Dolorosa é a recordação do carcere. Sem luz e sem ventilação, são as nossas cadeias uns verdadeiros antros, cuja atmosphera impregnada de particulas venenosas, quasi sempre gera no seu seio os vicios mais execrandos e as doenças mais incuraveis.

Um drama simples e vulgar ao mesmo tempo, poderá, talvez, iniciar-nos nos verdadeiros mysterios d'este inferno.

Ouçamol-o.

Um homem rico decahira um dia da sua fortuna. Habituado ás commodidades da vida, encontrou-se repentinamente privado do necessario. Acostumado aos falsos amigos, viu-se sem amigos. Olhou. Quatro filhos o encaravam.

Uma esposa lhe sorria. Fôra bom o seu coração. Nunca até ali se dera um unico facto que lhe manchasse a consciencia. Examinou os bolsos.

Dinheiro não havia já. Recorreu ao trabalho. O trabalho fez-se esperar.

Mendigou. Ainda era pouco. Os filhos continuavam a chorar. A esposa continuava a morrer.

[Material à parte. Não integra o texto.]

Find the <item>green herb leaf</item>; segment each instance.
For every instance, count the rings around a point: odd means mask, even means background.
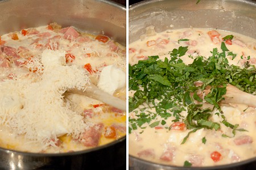
[[[160,121],[156,121],[150,124],[149,126],[150,128],[155,128],[155,126],[158,126],[159,125],[159,122]]]

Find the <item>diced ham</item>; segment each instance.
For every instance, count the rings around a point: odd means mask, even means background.
[[[38,33],[36,36],[41,38],[47,38],[51,36],[51,33],[48,32],[41,32]]]
[[[65,27],[65,28],[61,28],[60,30],[60,32],[62,33],[64,33],[65,32],[67,32],[67,30],[68,30],[68,29],[69,28],[69,27]]]
[[[204,162],[204,157],[199,155],[192,155],[189,158],[189,162],[193,167],[201,167]]]
[[[253,143],[253,138],[249,135],[240,136],[234,139],[234,142],[236,145],[249,144]]]
[[[0,45],[5,44],[6,42],[6,41],[3,41],[1,40],[1,37],[0,36]]]
[[[6,59],[0,59],[0,67],[7,68],[9,67],[9,62]]]
[[[115,129],[113,126],[106,127],[105,129],[104,136],[106,138],[115,138],[117,137]]]
[[[236,40],[233,40],[232,42],[233,44],[237,44],[242,47],[246,46],[246,45],[243,42],[242,42],[242,41],[241,41],[240,40],[236,39]]]
[[[129,48],[129,53],[133,53],[136,52],[136,49],[134,48]]]
[[[82,114],[85,117],[89,117],[92,118],[93,116],[93,110],[92,109],[85,109],[84,112],[82,112]]]
[[[160,156],[160,159],[166,162],[171,162],[173,158],[174,150],[171,148],[168,148]]]
[[[126,132],[126,127],[123,125],[114,124],[111,126],[114,127],[117,131],[120,131],[123,133]]]
[[[20,58],[19,56],[17,54],[17,50],[15,48],[9,46],[3,46],[1,47],[1,49],[3,53],[9,57]]]
[[[73,27],[70,27],[64,33],[64,38],[68,40],[72,40],[77,39],[80,34]]]
[[[92,41],[92,39],[89,37],[83,36],[78,37],[77,41],[79,42],[82,43],[85,42],[90,42]]]
[[[49,39],[45,45],[46,49],[51,49],[53,50],[59,49],[60,44],[59,41],[55,41],[53,39]]]
[[[21,58],[28,58],[32,57],[32,54],[30,52],[30,50],[27,48],[22,46],[19,46],[17,53]]]
[[[118,49],[118,46],[114,43],[113,41],[109,41],[108,44],[109,45],[112,52],[116,52]]]
[[[97,146],[104,126],[103,124],[99,123],[85,130],[81,135],[80,142],[87,147]]]
[[[155,158],[155,151],[154,149],[149,148],[142,150],[137,154],[141,158]]]

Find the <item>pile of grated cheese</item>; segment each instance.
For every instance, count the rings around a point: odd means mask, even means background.
[[[20,74],[0,82],[0,124],[7,126],[14,135],[24,135],[45,147],[54,145],[52,141],[65,134],[77,138],[93,125],[85,122],[80,113],[72,111],[70,104],[63,100],[68,89],[82,90],[90,84],[82,68],[63,64],[64,54],[44,52],[42,61],[33,62],[44,65],[38,76],[32,73]]]

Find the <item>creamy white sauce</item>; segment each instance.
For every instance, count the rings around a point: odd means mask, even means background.
[[[210,52],[217,48],[221,49],[222,38],[226,35],[233,35],[232,44],[226,44],[227,48],[237,57],[232,60],[228,57],[229,63],[243,66],[250,56],[249,62],[256,65],[256,40],[249,37],[234,32],[217,30],[220,36],[219,43],[214,43],[208,35],[209,29],[184,28],[176,30],[167,30],[164,32],[146,35],[140,40],[129,44],[129,63],[134,65],[141,60],[146,60],[147,56],[159,56],[160,60],[166,57],[170,59],[168,53],[173,49],[177,49],[180,46],[188,46],[186,54],[181,57],[186,64],[191,63],[193,59],[188,57],[198,56],[208,57],[211,56]],[[154,32],[153,32],[154,33]],[[180,39],[188,39],[189,41],[179,41]],[[242,59],[241,56],[243,56]],[[134,91],[129,92],[129,96],[133,95]],[[247,108],[247,109],[246,109]],[[148,124],[143,125],[141,129],[133,130],[129,134],[129,154],[135,157],[148,160],[158,163],[183,166],[185,160],[192,164],[192,166],[212,166],[220,164],[230,164],[240,162],[256,156],[256,110],[254,108],[247,108],[247,105],[230,104],[221,107],[227,121],[232,124],[238,124],[240,128],[243,128],[247,131],[237,131],[234,138],[221,137],[223,133],[232,135],[232,130],[221,124],[221,130],[200,129],[192,133],[187,142],[181,144],[183,138],[190,130],[168,130],[168,128],[172,124],[174,117],[165,120],[166,125],[163,129],[155,129],[148,126]],[[140,109],[135,110],[140,113]],[[155,112],[154,109],[150,111]],[[187,115],[183,112],[183,116]],[[135,110],[129,113],[130,118],[136,118]],[[158,116],[155,121],[161,120]],[[222,119],[213,114],[211,120],[220,122]],[[152,123],[152,121],[150,124]],[[236,144],[234,140],[243,135],[250,137],[253,142],[250,143],[241,145]],[[203,143],[202,139],[207,139],[205,144]],[[160,159],[165,152],[170,151],[171,160]],[[214,162],[210,158],[210,154],[217,151],[221,153],[222,159]],[[169,155],[170,156],[170,155]],[[168,156],[167,156],[168,157]]]
[[[97,84],[101,71],[109,65],[125,71],[125,48],[73,27],[48,28],[1,36],[0,146],[64,152],[104,144],[125,135],[125,113],[86,96],[64,94],[69,88]],[[112,85],[118,88],[112,95],[125,99],[125,83]],[[84,133],[99,124],[103,128],[96,143],[83,143],[93,135],[84,137]],[[116,135],[108,138],[105,128],[110,126],[115,127]]]

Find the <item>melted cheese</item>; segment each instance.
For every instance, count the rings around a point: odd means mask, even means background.
[[[16,32],[1,36],[5,49],[0,54],[0,135],[5,140],[0,141],[0,146],[46,152],[90,148],[77,141],[81,134],[97,123],[125,126],[123,114],[111,111],[109,106],[102,110],[94,108],[93,104],[101,103],[65,92],[73,88],[82,90],[91,83],[89,76],[97,82],[105,66],[115,65],[125,70],[125,53],[112,40],[103,43],[94,36],[80,34],[71,39],[65,38],[65,28],[29,28],[32,33],[26,35]],[[18,40],[11,39],[13,33]],[[88,63],[92,75],[84,67]],[[86,109],[93,110],[93,117],[85,117]],[[125,135],[119,134],[117,138]],[[106,143],[101,142],[99,145]]]

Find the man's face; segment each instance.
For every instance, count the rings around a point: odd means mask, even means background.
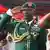
[[[31,7],[32,6],[32,2],[28,2],[28,6]]]
[[[33,16],[33,22],[34,22],[34,24],[36,24],[36,16]]]

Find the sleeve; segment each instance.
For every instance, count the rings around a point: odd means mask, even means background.
[[[12,12],[11,9],[8,9],[8,11],[6,12],[9,16],[12,16]]]

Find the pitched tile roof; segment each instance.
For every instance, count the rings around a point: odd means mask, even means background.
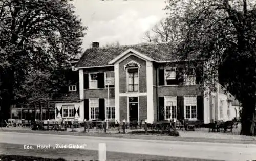
[[[79,100],[80,100],[79,91],[71,91],[60,94],[58,97],[52,100],[53,101]]]
[[[108,65],[109,61],[130,48],[157,61],[179,60],[177,43],[174,43],[90,48],[84,52],[76,67]]]

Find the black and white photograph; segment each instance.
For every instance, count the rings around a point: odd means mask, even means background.
[[[256,160],[255,0],[0,0],[0,161]]]

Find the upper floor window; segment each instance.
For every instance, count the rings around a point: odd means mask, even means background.
[[[69,91],[76,91],[76,85],[70,85],[69,86]]]
[[[75,116],[74,105],[65,105],[62,106],[63,118],[70,118]]]
[[[164,97],[165,119],[177,119],[176,96]]]
[[[139,91],[139,73],[138,68],[130,68],[128,72],[128,91]]]
[[[197,97],[184,96],[185,119],[197,119]]]
[[[185,85],[196,85],[196,73],[195,68],[186,68],[185,71],[184,77]]]
[[[224,100],[220,100],[220,117],[221,118],[221,119],[223,118],[224,101]]]
[[[105,86],[113,87],[115,85],[114,73],[113,71],[105,72]]]
[[[98,80],[97,73],[89,74],[89,88],[96,89],[98,87]]]
[[[176,68],[173,67],[164,70],[164,78],[166,85],[173,84],[173,80],[176,79]]]
[[[106,118],[108,119],[115,119],[115,99],[106,98],[105,100],[106,107]]]
[[[91,119],[97,119],[99,118],[99,99],[89,99],[89,110]]]

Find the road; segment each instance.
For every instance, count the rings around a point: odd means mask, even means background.
[[[0,143],[30,145],[86,144],[97,150],[105,143],[108,151],[220,160],[256,160],[256,145],[147,140],[0,132]]]

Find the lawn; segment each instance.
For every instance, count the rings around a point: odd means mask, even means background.
[[[66,160],[92,160],[98,159],[98,151],[95,150],[61,149],[25,150],[23,145],[0,143],[0,154],[19,155],[57,159],[62,158]],[[200,159],[191,159],[150,155],[140,155],[126,153],[107,152],[108,161],[155,160],[155,161],[206,161]],[[1,155],[0,155],[0,158]]]

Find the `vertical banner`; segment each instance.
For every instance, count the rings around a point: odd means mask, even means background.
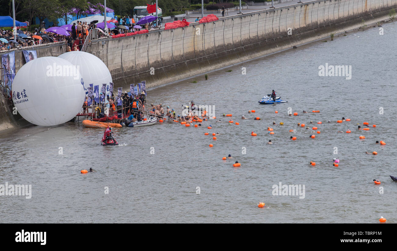
[[[103,102],[105,100],[105,95],[106,95],[106,84],[102,84],[102,88],[101,88],[100,92],[102,94],[99,97],[99,101],[101,103]]]
[[[88,91],[88,93],[87,94],[88,96],[88,98],[87,99],[87,103],[89,106],[91,106],[93,104],[92,98],[93,95],[94,94],[94,87],[87,87],[87,90]]]
[[[94,86],[94,100],[97,103],[99,103],[99,85]]]
[[[138,86],[135,85],[134,87],[134,95],[138,95]]]
[[[146,81],[142,81],[141,82],[141,86],[142,88],[142,91],[141,92],[143,92],[145,93],[145,96],[146,95]]]
[[[23,56],[25,57],[25,61],[26,61],[27,63],[37,58],[37,54],[35,50],[23,50],[22,53],[23,53]]]
[[[134,97],[134,84],[131,84],[129,85],[130,95],[128,96],[129,97]]]
[[[123,88],[119,87],[117,88],[118,93],[117,94],[117,105],[121,106],[123,104],[123,100],[121,99],[121,95],[123,93]]]
[[[111,97],[113,95],[113,83],[109,83],[109,92],[110,97]]]
[[[1,55],[1,63],[6,71],[5,84],[10,88],[7,93],[11,94],[11,86],[15,77],[15,52]]]

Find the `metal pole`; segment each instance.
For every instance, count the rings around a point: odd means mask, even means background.
[[[157,0],[156,0],[156,27],[158,28],[158,13],[157,11]]]
[[[105,29],[105,33],[106,35],[108,35],[108,25],[106,25],[106,23],[107,23],[106,22],[106,0],[104,0],[104,1],[105,1],[105,2],[104,3],[104,5],[105,6],[104,6],[105,7],[105,15],[105,15],[105,20],[104,20],[104,22],[105,23],[105,25],[104,25],[104,28]]]
[[[201,18],[204,17],[204,0],[201,0]]]
[[[13,19],[14,29],[12,33],[14,35],[14,40],[17,41],[17,27],[15,26],[15,3],[12,0],[12,18]]]

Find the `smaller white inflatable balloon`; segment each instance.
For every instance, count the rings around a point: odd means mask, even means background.
[[[12,83],[14,104],[19,114],[38,126],[69,121],[84,102],[84,81],[78,68],[57,57],[43,57],[23,65]]]

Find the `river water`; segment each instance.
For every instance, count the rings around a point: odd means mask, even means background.
[[[376,223],[381,216],[396,222],[397,183],[389,175],[397,176],[397,23],[382,28],[383,35],[378,27],[353,31],[209,73],[206,81],[200,76],[148,91],[149,103],[177,114],[192,100],[214,105],[221,122],[115,129],[120,145],[114,147],[101,145],[104,130],[81,120],[2,135],[0,184],[31,184],[32,192],[30,199],[0,196],[0,222]],[[351,79],[319,76],[326,63],[351,66]],[[288,102],[259,104],[272,89]],[[288,107],[299,116],[289,116]],[[252,109],[254,115],[248,113]],[[223,113],[240,124],[229,125]],[[337,123],[342,117],[351,120]],[[370,129],[358,131],[364,122]],[[311,139],[311,129],[298,123],[321,133]],[[206,132],[220,135],[214,141]],[[373,151],[378,155],[364,154]],[[234,158],[222,160],[228,154]],[[333,158],[340,160],[337,168]],[[241,167],[233,167],[235,160]],[[90,167],[95,172],[80,173]],[[304,185],[304,198],[273,195],[280,182]],[[258,208],[260,201],[267,207]]]

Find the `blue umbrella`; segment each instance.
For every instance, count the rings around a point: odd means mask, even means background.
[[[145,16],[139,19],[139,21],[138,21],[137,23],[137,24],[144,24],[145,23],[151,23],[155,20],[157,18],[157,17],[154,17],[150,15]]]

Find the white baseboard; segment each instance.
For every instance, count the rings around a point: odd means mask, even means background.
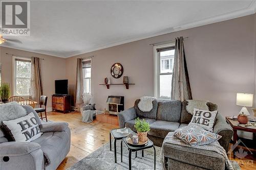
[[[100,114],[104,113],[104,111],[101,110],[96,110],[96,114]]]
[[[52,112],[52,107],[47,107],[46,112]]]

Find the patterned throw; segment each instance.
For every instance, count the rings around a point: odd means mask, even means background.
[[[197,126],[187,126],[179,128],[174,132],[174,135],[185,143],[194,147],[207,144],[221,138],[221,136]]]
[[[167,135],[166,137],[164,139],[163,145],[165,143],[169,143],[174,144],[177,144],[180,145],[182,145],[186,147],[192,147],[199,149],[204,150],[206,151],[212,151],[218,153],[223,156],[225,159],[225,169],[226,170],[233,170],[233,167],[231,164],[230,161],[228,159],[228,156],[226,153],[226,151],[224,149],[221,147],[218,142],[218,141],[215,141],[212,143],[209,143],[207,145],[197,145],[197,146],[191,146],[188,144],[185,143],[182,140],[179,139],[176,137],[174,136],[174,132],[169,132]],[[167,170],[167,162],[165,161],[164,159],[164,156],[163,154],[163,147],[162,147],[162,150],[161,152],[162,158],[162,166],[163,169]]]

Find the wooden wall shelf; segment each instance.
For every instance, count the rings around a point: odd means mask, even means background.
[[[100,84],[99,85],[105,85],[106,86],[106,88],[109,89],[110,85],[124,85],[125,86],[125,87],[126,89],[129,89],[129,85],[135,85],[135,84],[134,83],[128,83],[128,84],[123,84],[123,83],[114,83],[114,84]]]

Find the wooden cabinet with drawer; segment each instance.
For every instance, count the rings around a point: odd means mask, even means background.
[[[64,113],[70,112],[71,109],[70,95],[53,94],[52,95],[52,109]]]

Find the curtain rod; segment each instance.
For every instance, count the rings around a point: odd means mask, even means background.
[[[16,56],[16,57],[23,57],[22,56],[19,56],[19,55],[16,55],[15,54],[10,54],[10,53],[6,53],[6,54],[7,55],[12,55],[12,56]],[[23,57],[24,58],[27,58],[27,57]],[[30,57],[30,58],[32,57]],[[41,60],[45,60],[45,59],[44,58],[39,58],[39,59],[41,59]]]
[[[82,60],[88,59],[89,58],[92,58],[92,57],[94,57],[94,56],[89,56],[89,57],[84,57],[84,58],[81,58],[81,59]]]
[[[188,37],[184,37],[183,39],[187,39],[187,38],[188,38]],[[162,42],[158,42],[153,43],[152,44],[150,44],[150,45],[155,45],[155,44],[160,44],[160,43],[161,43],[167,42],[175,42],[175,39],[173,39],[173,40],[168,40],[168,41],[162,41]]]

Que fazer, pois? Roubar. E roubou. Roubou um pão porque tinha fome. E dois. E tres. E quatro. A lei, inexoravel como a

Parca, encontrou-o uma noite. Levou-o para o Limoeiro. Pediu-se, sollicitou-se, em nome da desgraça. Tudo embalde! Os poderes publicos cumpriam o seu dever. N'uma casita humida, situada ao Salitre, definhavam, ao cabo de cinco dias, quatro creanças e uma mulher. No

Limoeiro creava-se mais um monstro, e inutilisava-se um homem. E tudo isto com uma prodigiosa simplicidade.

É a historia de Valjean sem o auxilio do arcebispo!

Ao moço-operario não succedeu, felizmente, outro tanto. A Providencia encarregou-se de velar por elle. E o certo é que a evasão de cinco presos deu-se rigorosamente n'esta época. Julio foi um dos que, a salvo da prudencia, recuperaram a liberdade.